Hey miss_classified I was pretty disturbed by most of these images. That images was no exception. Honestly till you pointed it out I had no clue. Anyway if it's safe for work or not that's debatable. Would I want my co-workers seeing this on my screen probably not. As I mentioned in the blog right at the end I'm more convinced after going through this exercise that it's difficult if not impossible for us to agree on what is and isn't safe for work.
I'm aware of the issue, and trying to fix it. But medium won't let me make any edits. Since I originally published the blog have been in constant touch with their support but they all seem to be away for thanksgiving. Just keep getting the error "Oops! Something happened to Medium. We’ll fix it as soon as we can."
stevenicr your'e right in that regard. Yahoo is the only one who has provided an on premises solution which is really sad. Even they haven't released the dataset of their images just the model. If more of these companies released open source models on a frequent basis we would all have less objectionable content on the internet.

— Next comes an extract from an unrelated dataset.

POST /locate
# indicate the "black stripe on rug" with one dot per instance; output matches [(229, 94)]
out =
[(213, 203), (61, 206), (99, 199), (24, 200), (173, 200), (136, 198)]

I guess the reason companies haven't done that and the reason Yahoo isn't really good is because it's difficult to constantly keep updating a model that's already been "released".
1) it's very difficult to find nsfw images especially a particular kind like gore or suggestive nudity unless you Google things (which indicates a bigger problem). Maybe the solution is to use Bing (maybe this would cause the same issue in compariosn) or DuckDuckGo. But honestly I think if DuckDuckGo indexed a page, I'm pretty sure Google did as well. You would probably need something off of non indexed website which makes the job significantly harder.
2) even though google has all the images it's still not the best performing NSFW Detector Nanonets is.
I wrote a comparison of all popular content moderation APIs on the Internet. My basic understanding from doing this is that it is far from a solved problem and there is no 1 size fits all.